Predicting Merge Conflict Resolutions: WSRC vs. Random Forest
Context
Merge conflict resolution remains a significant challenge in Git-based software development, as manual conflict resolutions slow down collaboration and reduce developer productivity. However, empirical research results suggest that a vast majority of chunk resolutions found in practice can be derived from a fixed set of conflict resolution patterns, combining the ours, theirs, and base parts of a conflicting chunk in a pre-defined way. These findings form the foundation for phrasing merge conflict resolution as a classification problem, and thus using traditional machine learning for predicting the correct resolution.
Motivation
In a preliminary study, we collected a large dataset by extracting conflicts and their resolutions from the evolution of thousands of open-source projects, which may be used for training conflict resolution classifiers.

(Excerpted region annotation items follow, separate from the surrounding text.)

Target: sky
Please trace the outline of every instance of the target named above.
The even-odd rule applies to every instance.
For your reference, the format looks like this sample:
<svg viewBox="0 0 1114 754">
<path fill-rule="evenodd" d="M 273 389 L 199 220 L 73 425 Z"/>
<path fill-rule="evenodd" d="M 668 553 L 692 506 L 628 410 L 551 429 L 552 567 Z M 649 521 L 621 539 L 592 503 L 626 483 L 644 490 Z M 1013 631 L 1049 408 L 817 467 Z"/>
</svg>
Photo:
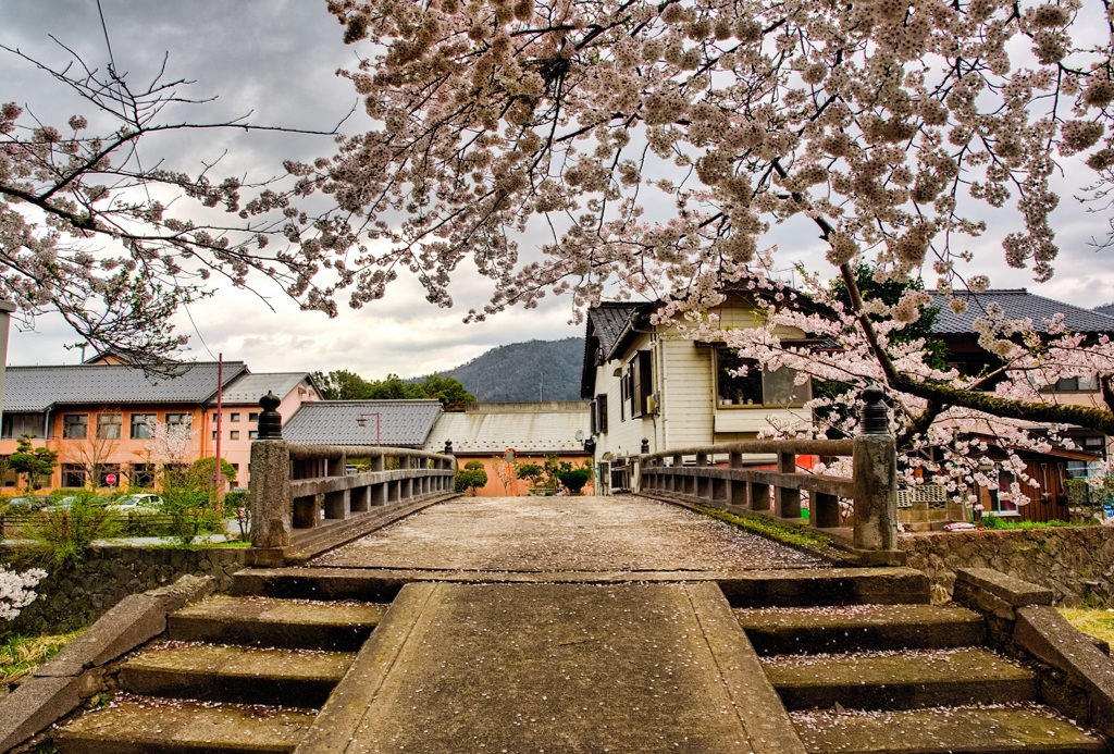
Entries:
<svg viewBox="0 0 1114 754">
<path fill-rule="evenodd" d="M 169 77 L 194 80 L 187 89 L 193 96 L 217 97 L 194 117 L 214 120 L 251 112 L 255 124 L 328 130 L 356 107 L 342 130 L 358 133 L 361 125 L 367 129 L 351 84 L 335 75 L 339 68 L 354 66 L 354 52 L 342 43 L 343 28 L 325 11 L 323 0 L 101 0 L 100 8 L 117 70 L 148 78 L 168 56 Z M 91 65 L 108 62 L 94 0 L 0 0 L 0 43 L 65 65 L 71 56 L 51 36 Z M 0 102 L 58 114 L 59 123 L 72 115 L 48 76 L 2 51 L 0 66 Z M 320 136 L 237 140 L 235 135 L 207 134 L 175 148 L 196 160 L 179 160 L 182 168 L 196 169 L 201 160 L 227 149 L 225 169 L 262 177 L 280 173 L 285 158 L 328 156 L 332 146 L 329 137 Z M 158 155 L 145 157 L 154 160 Z M 1086 243 L 1102 233 L 1106 221 L 1087 214 L 1071 194 L 1063 196 L 1055 218 L 1063 251 L 1048 283 L 1037 284 L 1025 271 L 1006 267 L 997 244 L 1016 226 L 1008 217 L 991 218 L 986 237 L 973 243 L 980 266 L 970 272 L 989 274 L 994 287 L 1027 287 L 1077 306 L 1114 301 L 1114 252 L 1096 253 Z M 778 258 L 786 268 L 795 262 L 814 268 L 823 264 L 823 245 L 815 235 L 808 224 L 776 227 L 762 246 L 776 243 Z M 423 375 L 506 343 L 584 334 L 583 325 L 569 323 L 573 306 L 567 297 L 550 296 L 536 310 L 463 324 L 470 307 L 487 302 L 489 286 L 478 275 L 458 275 L 451 288 L 456 306 L 443 310 L 429 304 L 417 283 L 400 278 L 385 298 L 358 311 L 341 306 L 333 320 L 299 311 L 274 287 L 261 288 L 266 302 L 226 287 L 190 305 L 177 325 L 189 335 L 190 359 L 215 360 L 223 353 L 225 360 L 246 362 L 253 372 L 344 369 L 365 379 Z M 13 327 L 8 363 L 78 363 L 80 350 L 65 347 L 77 340 L 58 317 L 39 317 L 33 331 Z"/>
</svg>

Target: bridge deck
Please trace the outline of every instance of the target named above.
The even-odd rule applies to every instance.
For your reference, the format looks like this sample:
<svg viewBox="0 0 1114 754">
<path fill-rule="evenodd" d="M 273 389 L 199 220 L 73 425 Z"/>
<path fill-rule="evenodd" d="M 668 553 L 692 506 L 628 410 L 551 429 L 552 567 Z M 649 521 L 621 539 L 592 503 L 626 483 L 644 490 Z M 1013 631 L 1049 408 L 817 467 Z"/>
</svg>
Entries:
<svg viewBox="0 0 1114 754">
<path fill-rule="evenodd" d="M 821 567 L 813 556 L 633 497 L 461 498 L 312 561 L 407 570 L 727 572 Z"/>
</svg>

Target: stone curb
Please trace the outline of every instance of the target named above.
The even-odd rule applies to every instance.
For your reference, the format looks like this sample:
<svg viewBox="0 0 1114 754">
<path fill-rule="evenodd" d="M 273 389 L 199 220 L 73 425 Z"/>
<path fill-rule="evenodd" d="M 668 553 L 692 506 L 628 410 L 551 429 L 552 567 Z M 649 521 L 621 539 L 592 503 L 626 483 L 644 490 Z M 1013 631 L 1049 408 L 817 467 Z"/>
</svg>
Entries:
<svg viewBox="0 0 1114 754">
<path fill-rule="evenodd" d="M 402 588 L 294 754 L 343 752 L 348 747 L 437 589 L 434 584 Z"/>
<path fill-rule="evenodd" d="M 100 688 L 107 663 L 162 634 L 168 613 L 208 596 L 215 586 L 212 576 L 183 576 L 118 603 L 0 702 L 0 751 L 74 712 Z"/>
<path fill-rule="evenodd" d="M 1054 607 L 1034 605 L 1017 609 L 1014 642 L 1043 663 L 1061 670 L 1069 684 L 1086 691 L 1086 714 L 1092 726 L 1114 737 L 1114 660 L 1079 633 Z"/>
<path fill-rule="evenodd" d="M 751 750 L 754 754 L 804 754 L 804 744 L 781 697 L 723 593 L 714 584 L 690 584 L 684 589 L 734 702 L 735 714 L 750 737 Z"/>
<path fill-rule="evenodd" d="M 1043 697 L 1055 697 L 1062 712 L 1114 737 L 1114 662 L 1052 607 L 1051 589 L 991 568 L 960 568 L 955 599 L 1005 628 L 995 637 L 989 626 L 993 643 L 1012 643 L 1053 668 L 1042 678 Z"/>
</svg>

While traditional classifiers (e.g., logistic regression, random forests, and support vector machines) have been evaluated on this task, with random forests showing the most promising results, the space of classification methods has not yet been fully explored.
Goal
The goal of this project is to evaluate through a series of experiments whether the Test Weighted Sparse Representation Classifier may outperform Random Forest on the task of predicting merge conflict resolutions.
Requirements
The student should have:
- Familiarity with classic classification methods (e.g. decision trees, random forests, SVM, Weighted Sparse Representation Classifier).
- Proficiency in handling tabular data with Python(scikit-learn for RF for WSRC (L1-solve) for model evaluation on high-D data).
- Proficiency in handling tabular data with Python(scikit-learn for RF for WSRC )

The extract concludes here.